Extraordinary Health Magazine Extraordinary Health Vol 30 | Page 9
Robyn O’Brien
Shares "The Unhealthy Truth" About the Food Industry
Robyn O’Brien (robynobrien.com), mother of four and author of the bestselling book The Unhealthy Truth,
is a former financial and food industry analyst who has helped lead a food awakening among consumers, corporations
and politicians. With the mind of a financial analyst and the heart of a mother, she sheds light on how the changing
landscape of food and health are impacting our families and our economy.
Each year, we’re honored to have passionate like-minded leaders,
professionals, catalysts and change agents bring their experience,
wisdom and vision to our Sales Conference. This year, Robyn
O’Brien was among our speakers, and here are some highlights of
her captivating message.
When Robyn introduces herself, she will often say she is an analyst,
advocate and mother of four working to create change in the food
industry—which she is. The way in which she approaches these,
however, is truly a compelling, compassionate and cerebral class act.
Her children initially motivated her to pursue the work she
does today. When her youngest child had a life-threatening
allergic reaction, Robyn started learning about food allergies,
but also found alarming stats on the health of America’s children—
called Generation Rx due to the amounts of prescription drugs
they take. She discovered that cancer is the leading cause of
death by disease in American children under the age of 15,
and that there are startling projections of insulin dependency
as children reach adulthood.
Robyn Reflects:
I don’t know if it was just my brain or if that data speaks to
everyone the way it spoke to me, but I couldn’t unlearn that data.
I couldn’t turn my back on it. All I could think was: this is the future
of our country. And children may be less than 30 percent of the
population right now, but they’re 100 percent of our country’s
future. If we don’t address this now, who will? What does it look
like 10 or 15 years from now as they become our adult population?
What does our economy look like? What does our innovation,
entrepreneurship and productivity look like? I realized I had to
try to do everything I could to create change—and I couldn’t
do it by myself. It was going take huge collaborations across
industries and expertise. The gift that’s in this work is in that
collaboration. It’s in the people that you meet, the synergies
created and the opportunities in front of all of us today.

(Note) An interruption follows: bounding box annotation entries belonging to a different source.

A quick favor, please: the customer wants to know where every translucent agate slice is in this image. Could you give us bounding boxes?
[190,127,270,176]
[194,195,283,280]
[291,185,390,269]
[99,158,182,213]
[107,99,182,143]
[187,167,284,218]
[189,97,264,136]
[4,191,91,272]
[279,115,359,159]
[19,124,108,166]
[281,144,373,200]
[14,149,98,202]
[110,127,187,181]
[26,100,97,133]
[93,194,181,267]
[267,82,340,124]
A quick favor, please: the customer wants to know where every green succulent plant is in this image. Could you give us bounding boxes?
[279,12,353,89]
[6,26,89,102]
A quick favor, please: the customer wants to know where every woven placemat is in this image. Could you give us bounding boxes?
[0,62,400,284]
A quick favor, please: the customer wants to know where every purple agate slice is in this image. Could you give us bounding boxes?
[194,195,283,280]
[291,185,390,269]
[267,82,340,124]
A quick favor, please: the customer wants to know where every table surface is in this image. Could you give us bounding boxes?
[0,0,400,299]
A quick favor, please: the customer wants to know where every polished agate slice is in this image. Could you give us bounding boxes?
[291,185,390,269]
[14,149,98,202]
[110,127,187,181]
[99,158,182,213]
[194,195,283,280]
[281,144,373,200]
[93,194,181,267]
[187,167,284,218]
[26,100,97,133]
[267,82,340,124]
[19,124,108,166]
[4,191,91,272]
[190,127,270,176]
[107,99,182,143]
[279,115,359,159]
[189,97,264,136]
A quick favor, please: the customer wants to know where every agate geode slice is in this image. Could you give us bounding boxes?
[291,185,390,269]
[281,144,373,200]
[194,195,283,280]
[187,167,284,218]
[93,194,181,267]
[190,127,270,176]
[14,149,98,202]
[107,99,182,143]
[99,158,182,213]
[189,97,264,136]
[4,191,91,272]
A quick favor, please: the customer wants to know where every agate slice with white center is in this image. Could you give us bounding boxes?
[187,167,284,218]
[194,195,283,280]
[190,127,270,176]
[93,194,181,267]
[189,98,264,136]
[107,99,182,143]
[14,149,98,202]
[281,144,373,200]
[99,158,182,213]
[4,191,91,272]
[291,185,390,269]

So, 11 years ago, her mission started at home.
Admittedly she wasn’t sure even how to begin, though,
because up to that point, she assumed that everything on the grocery
shelves was safe. Now she knew otherwise—and decided that she
needed to feed her children real food, not fake food. So, that’s what
she did, overhauling their food one thing at a time. Since then, she’s
taught her kids how to cook, discussing with them the importance of
clean food and ingredients.
The philosophy she used at home also transferred to consumers,
corporations and politicians. Again, the way she communicates her
message is so compelling. She observes, “It’s not about fear mongering.
It’s not about scaring people. It’s about saying that we’re smarter than this,
and we can build a better food system.”
Robyn is keenly aware that we have a “very, very broken food system”—
one that’s “structured financially in a way that doesn’t allow farmers to
make the choices they may want to make and makes food companies
somewhat beholden to shareholders and the cheapest ingredients.
It has a lowest common denominator problem.”
When asked about her mission at large, Robyn responds, “I fundamentally
believe that clean and safe food should be affordable and accessible to
anybody who wants it. And right now it’s not, and I think that this food
movement we’re now seeing in our country is truly one of the greatest
civil rights movements of our time—the right to information about how
our food is made, how it’s produced, how it’s grown and what’s applied
to it. I think it’s a fundamental right we deserve as human beings
when it comes to protecting the people we love.”
She also realizes that this will be a lifetime work for her, with each
chapter of her life building on the other until people have been
informed about and change has happened in our food supply.
And she’s already thought through what kind of legacy she wants to leave
for her kids and, eventually, grandkids. She wants to be able to tell them the
story of how we all worked together to change our food system for the better.
So, while her book unveils the unhealthy truth about our food industry,
she is writing another story with her life and efforts—one that results
in a day when she can share the healthy truth about our food industry.